Gravina menekankan bahwa isu politik seharusnya tidak dicampuradukkan dengan dunia olahraga. Dia menjelaskan bahwa sepak bola tengah aktif membantu anak-anak yang membutuhkan melalui proyek di dalam yayasan UEFA. Meskipun seruan memboikot Israel semakin meluas di Italia menjelang pertandingan pada 14 Oktober, FIGC tidak memiliki banyak pilihan karena Israel belum menerima sanksi dari UEFA maupun FIFA.

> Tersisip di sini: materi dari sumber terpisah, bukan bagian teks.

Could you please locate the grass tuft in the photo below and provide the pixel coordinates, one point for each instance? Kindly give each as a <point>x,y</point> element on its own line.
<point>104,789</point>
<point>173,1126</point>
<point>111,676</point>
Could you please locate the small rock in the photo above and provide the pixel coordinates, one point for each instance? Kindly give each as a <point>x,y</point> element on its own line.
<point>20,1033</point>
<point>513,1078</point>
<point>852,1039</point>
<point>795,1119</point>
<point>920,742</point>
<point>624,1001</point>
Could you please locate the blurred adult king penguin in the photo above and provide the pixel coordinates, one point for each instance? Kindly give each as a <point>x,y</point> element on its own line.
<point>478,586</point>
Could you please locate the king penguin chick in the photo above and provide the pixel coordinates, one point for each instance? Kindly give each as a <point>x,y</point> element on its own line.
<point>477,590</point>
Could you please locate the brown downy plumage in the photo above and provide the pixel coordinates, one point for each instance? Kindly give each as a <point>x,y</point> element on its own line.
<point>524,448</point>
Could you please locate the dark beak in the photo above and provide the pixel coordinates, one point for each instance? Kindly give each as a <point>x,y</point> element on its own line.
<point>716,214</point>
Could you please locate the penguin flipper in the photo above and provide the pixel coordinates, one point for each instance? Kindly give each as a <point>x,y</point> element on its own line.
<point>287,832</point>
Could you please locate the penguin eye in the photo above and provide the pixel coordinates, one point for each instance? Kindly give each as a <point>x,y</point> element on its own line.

Italia sebelumnya berhasil menang 5-4 atas Israel pada pertandingan sebelumnya. Saat ini, Italia berada di posisi kedua Grup I dengan sembilan poin dari empat laga, tertinggal enam poin dari Norwegia yang berada di puncak klasemen. Hanya juara grup yang akan lolos otomatis ke Piala Dunia 2026, sementara tim peringkat kedua harus menjalani babak playoff. Italy berharap untuk tidak mengambil risiko kehilangan poin gratis mengingat mereka sudah absen di dua Piala Dunia sebelumnya.